A postura da Ministra também evidenciou de forma significativa, através de sua fala e gestos, o capacitismo, ou seja, seu preconceito contra as pessoas com deficiência. A visão capacitista não permite que as pessoas com deficiência sejam vistas em condição de igualdade com as demais. Elas são consideradas incapazes, inferiores e inaptas para realizarem suas próprias escolhas e atividades do cotidiano, na escola, trabalho, relacionamentos afetivos, dentre outras que fazem parte da vida de qualquer pessoa.

A Ministra, se referiu à Secretária com expressiva admiração, ao enfatizar que Priscila estudou, e atualmente ocupa um cargo alto na esfera pública, o que nos faz questionar se Damares teceria os mesmos elogios e comentários, inapropriados como estes, aos demais Secretários e servidores sem deficiência de sua pasta. Ou seja, o fato de Priscila ter acessado seu direito à escolaridade, ao trabalho, não faz dela diferente e nem heroína em relação aos demais colegas profissionais, com e sem deficiência, os quais tiveram e necessitam ter seus direitos garantidos para ocuparem os espaços que desejarem na sociedade.

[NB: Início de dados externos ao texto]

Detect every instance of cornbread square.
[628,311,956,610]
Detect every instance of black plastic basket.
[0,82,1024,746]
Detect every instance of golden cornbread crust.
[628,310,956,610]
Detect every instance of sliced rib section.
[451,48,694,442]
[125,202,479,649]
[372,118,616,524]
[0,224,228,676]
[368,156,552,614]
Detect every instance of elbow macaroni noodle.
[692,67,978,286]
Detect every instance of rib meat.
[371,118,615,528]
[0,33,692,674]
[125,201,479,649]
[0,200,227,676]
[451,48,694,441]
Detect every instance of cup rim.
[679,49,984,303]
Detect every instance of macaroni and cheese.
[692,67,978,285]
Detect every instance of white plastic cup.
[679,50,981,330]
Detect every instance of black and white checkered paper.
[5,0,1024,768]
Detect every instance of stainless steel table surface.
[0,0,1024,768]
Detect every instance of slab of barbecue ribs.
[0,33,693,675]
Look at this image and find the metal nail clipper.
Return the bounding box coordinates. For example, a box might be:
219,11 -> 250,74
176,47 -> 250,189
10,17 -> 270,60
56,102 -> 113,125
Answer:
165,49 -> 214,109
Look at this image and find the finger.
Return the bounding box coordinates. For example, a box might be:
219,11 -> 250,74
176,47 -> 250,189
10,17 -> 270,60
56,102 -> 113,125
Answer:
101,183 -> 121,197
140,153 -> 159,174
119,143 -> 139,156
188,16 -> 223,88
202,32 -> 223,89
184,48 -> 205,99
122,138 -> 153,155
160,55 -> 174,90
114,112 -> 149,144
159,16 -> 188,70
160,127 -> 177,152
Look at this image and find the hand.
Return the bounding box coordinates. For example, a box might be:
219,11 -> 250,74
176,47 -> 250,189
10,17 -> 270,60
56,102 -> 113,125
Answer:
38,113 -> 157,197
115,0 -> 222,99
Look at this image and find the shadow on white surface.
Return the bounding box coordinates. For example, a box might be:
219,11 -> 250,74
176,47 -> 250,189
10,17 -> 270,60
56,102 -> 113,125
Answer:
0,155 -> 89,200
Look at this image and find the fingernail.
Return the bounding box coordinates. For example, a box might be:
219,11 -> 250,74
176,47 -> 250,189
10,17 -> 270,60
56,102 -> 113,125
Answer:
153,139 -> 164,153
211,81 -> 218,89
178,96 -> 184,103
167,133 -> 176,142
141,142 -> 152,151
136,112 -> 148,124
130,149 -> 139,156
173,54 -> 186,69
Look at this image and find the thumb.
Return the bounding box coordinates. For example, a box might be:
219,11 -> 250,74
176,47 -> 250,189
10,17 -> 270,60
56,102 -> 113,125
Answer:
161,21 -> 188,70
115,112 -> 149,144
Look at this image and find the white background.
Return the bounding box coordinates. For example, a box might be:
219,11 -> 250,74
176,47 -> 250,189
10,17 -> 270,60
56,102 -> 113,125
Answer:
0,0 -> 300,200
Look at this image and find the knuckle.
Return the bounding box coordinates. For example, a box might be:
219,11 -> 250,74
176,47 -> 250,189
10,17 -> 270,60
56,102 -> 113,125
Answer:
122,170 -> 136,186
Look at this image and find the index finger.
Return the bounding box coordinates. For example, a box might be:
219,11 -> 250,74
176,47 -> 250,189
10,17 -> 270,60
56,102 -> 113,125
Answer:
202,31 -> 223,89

As duas usaram inúmeras vezes a palavra “ajuda” ao se referirem às iniciativas do Governo Federal, no que diz respeito ao enfrentamento da pandemia em relação às pessoas com deficiência. Este conceito nos leva a crer que o Governo ainda se utiliza do modelo caritativo, religioso e assistencialista, em relação ao atendimento e proteção social destinado às pessoas com deficiência.

As informações estratégicas de intervenção a serem adotadas pelo Poder Executivo Federal, apresentadas pelas representantes Governamentais, não ficaram claras. Isso poderia ter sido evitado com uma simples consulta prévia ao segmento das pessoas com deficiência sobre as necessidades e a melhor forma de abordagem.

Ficou perceptível a inexistência de articulações junto aos demais ministérios deste Governo, especialmente o Ministério da Saúde. Deveriam estar sendo adotadas medidas específicas voltadas às pessoas com deficiência, que inclusive devem ter garantido atendimento de saúde prioritário como manda a lei.

Outro aspecto relevante que não foi mencionado, diz respeito aos trabalhadores e trabalhadoras com deficiência, que necessitam ter seus direitos ao trabalho e à proteção social resguardados durante a pandemia, no contexto das inúmeras demissões que vêm ocorrendo.

Importante ressaltar ainda que não foram apresentadas ações que estão sendo realizadas para garantir o acesso à educação dos alunos com deficiência, que estão enfrentando inúmeras restrições, e sobretudo exclusão, devido à falta de acessibilidade em espaços virtuais, materiais e recursos educacionais.

Ao final a Ministra suplica às pessoas com deficiência e suas famílias, por meio de uma conotação puramente religiosa, pedidos de esperança e fé, o que nos faz refletir sobre a perspectiva do modelo médico da deficiência ainda adotado por este Governo. Neste modelo, a pessoa com deficiência é a única responsável por se adequar à sociedade. No modelo social da deficiência, ao contrário, a sociedade é que precisa estar acessível para incluir todas as pessoas com deficiência, cabendo ao Estado e à sociedade a remoção das barreiras que inviabilizam a plena inclusão.

Claramente, este Governo se exime em executar as políticas públicas que garantam nossa dignidade, nossa proteção social enquanto garantia constitucional, em conformidade com o estabelecido na Convenção Internacional dos Direitos das Pessoas com Deficiência, e na Lei Brasileira de Inclusão (Estatuto da Pessoa com Deficiência), importantes marcos legais conquistados com muita luta ao longo de nossa história. Particularmente neste momento de pandemia, onde a LBI prevê em seu art.9°, a prioridade no atendimento, proteção e socorro em quaisquer circunstâncias, em todas as instituições e serviços de atendimento ao público.

Mais uma vez, este Desgoverno demonstra de forma escancarada sua omissão, seu despreparo, incapacidade de ação e, sobretudo, seu amadorismo ao lidar com a preservação da vida do povo Brasileiro.

Defendemos o Direito à vida, à dignidade, e o Protagonismo ativo das Pessoas com Deficiência!